AHL players are represented by the Professional Hockey Players Association (PHPA), not the NHLPA. The PHPA membership typically lets the league and league and teams do what they wish when it comes to format, instead focusing on other player-related issues like individual minimum salaries and other player health benefit. As a minor-league union, efforts are better spent helping each individual than worrying about how the league awards its championship.
Even with the AHL-PHPA collective bargaining agreement set to expire after next season, it’s not something players are going to overly worry about one way or the other.
I'm curious how much COVID changed the mentality, if it did at all, they lost a playoffs and had a short season with (basically) no fans. It was so bad that some teams didn't even play games that shortened season. They have recovered just as quickly as the NHL has by setting record revenue and attendance last year... and I'm sure extra teams in the playoffs have help with all that. Considering there was talk some teams might fold during COVID this all might not be bad.

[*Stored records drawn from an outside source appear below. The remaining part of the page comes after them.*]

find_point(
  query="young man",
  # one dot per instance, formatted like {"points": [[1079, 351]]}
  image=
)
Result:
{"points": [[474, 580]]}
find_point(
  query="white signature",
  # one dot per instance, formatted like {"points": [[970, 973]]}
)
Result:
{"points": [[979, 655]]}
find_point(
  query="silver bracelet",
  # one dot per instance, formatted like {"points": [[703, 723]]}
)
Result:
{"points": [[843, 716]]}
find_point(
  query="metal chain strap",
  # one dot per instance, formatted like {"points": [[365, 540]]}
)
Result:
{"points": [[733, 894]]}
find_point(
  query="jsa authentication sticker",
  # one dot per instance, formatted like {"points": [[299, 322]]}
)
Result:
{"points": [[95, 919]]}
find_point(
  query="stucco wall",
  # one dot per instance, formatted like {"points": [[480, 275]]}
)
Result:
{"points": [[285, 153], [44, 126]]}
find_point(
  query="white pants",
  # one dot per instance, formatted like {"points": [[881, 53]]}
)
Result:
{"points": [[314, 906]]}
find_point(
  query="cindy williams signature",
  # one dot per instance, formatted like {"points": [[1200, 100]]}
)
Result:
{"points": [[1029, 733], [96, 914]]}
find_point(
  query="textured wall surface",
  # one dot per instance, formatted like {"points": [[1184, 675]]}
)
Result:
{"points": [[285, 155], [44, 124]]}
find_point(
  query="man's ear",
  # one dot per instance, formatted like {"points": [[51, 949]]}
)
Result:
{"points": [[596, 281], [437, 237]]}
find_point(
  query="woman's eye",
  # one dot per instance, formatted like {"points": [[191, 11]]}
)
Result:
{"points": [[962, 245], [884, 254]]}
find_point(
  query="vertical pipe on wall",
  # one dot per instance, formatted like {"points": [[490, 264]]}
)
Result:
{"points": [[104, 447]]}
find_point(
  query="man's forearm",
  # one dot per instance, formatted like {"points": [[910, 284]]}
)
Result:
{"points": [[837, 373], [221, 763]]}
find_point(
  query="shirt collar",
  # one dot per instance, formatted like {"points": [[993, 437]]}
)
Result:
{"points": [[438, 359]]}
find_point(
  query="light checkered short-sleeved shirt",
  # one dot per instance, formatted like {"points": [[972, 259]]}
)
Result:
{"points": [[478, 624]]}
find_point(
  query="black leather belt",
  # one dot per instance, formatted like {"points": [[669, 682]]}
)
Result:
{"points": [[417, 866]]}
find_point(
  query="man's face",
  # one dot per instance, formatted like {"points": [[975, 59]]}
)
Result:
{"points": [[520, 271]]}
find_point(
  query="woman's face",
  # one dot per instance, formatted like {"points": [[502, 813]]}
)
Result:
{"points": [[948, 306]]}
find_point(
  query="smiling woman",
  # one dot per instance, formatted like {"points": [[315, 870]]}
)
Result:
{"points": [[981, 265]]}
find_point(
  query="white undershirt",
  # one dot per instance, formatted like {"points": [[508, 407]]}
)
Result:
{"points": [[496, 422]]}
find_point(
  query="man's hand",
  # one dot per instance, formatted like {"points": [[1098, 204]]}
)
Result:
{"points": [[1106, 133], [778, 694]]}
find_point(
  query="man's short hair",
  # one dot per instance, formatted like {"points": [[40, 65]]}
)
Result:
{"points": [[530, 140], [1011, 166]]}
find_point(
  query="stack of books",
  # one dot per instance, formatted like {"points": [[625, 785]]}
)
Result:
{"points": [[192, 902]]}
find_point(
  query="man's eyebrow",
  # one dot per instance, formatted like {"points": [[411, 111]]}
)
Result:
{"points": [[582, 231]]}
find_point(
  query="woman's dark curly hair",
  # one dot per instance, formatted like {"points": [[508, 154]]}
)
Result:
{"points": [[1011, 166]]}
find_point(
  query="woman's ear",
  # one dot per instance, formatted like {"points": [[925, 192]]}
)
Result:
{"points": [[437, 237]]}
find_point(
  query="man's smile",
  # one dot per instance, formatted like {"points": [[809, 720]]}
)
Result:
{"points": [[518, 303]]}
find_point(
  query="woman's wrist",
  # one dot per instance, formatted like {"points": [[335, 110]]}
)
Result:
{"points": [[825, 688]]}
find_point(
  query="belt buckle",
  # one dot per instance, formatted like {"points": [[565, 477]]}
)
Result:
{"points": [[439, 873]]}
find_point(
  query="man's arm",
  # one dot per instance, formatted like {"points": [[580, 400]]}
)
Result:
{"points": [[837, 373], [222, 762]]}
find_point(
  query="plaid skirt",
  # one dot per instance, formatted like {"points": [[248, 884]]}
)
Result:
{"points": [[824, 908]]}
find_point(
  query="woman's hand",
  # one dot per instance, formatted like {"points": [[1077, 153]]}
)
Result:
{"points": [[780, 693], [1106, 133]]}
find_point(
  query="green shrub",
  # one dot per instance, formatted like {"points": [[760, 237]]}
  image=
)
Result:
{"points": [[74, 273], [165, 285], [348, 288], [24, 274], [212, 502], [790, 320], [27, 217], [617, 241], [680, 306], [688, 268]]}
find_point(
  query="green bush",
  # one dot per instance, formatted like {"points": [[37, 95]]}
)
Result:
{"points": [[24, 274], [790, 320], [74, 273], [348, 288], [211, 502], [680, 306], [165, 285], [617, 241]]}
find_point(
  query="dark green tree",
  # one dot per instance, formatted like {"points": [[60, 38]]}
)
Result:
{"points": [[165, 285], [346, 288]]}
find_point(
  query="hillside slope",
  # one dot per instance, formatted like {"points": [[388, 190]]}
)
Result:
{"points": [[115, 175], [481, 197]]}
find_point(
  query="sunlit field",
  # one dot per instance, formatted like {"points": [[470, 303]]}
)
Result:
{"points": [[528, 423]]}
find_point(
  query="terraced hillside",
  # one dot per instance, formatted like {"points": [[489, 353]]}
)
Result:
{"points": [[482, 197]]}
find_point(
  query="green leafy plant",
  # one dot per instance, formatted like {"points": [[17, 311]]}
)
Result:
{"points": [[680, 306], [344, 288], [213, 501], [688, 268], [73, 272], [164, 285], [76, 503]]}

Also as much as we can complain about lowering the bar to the playoffs so far it's not really affected the Calder Cup Finals. The top two records made it to the finals this year, while last year the two finalist were top 4 in the league in regular season points. (The last two Stanley Cup final have both had a team not top 4 in the league make it.)
I will say this... its crazy to think that the Calder Cup finals could have gone longer tha the Stanley Cup final. The Bears ended it in six game so the both actually ended the same night. Bears won the Calder for the second straight year in OT. Both were hell of a game/series to watch.
This was a depressing read. I feel bad for the guys who only play in the AHL and have to deal with this nonsense.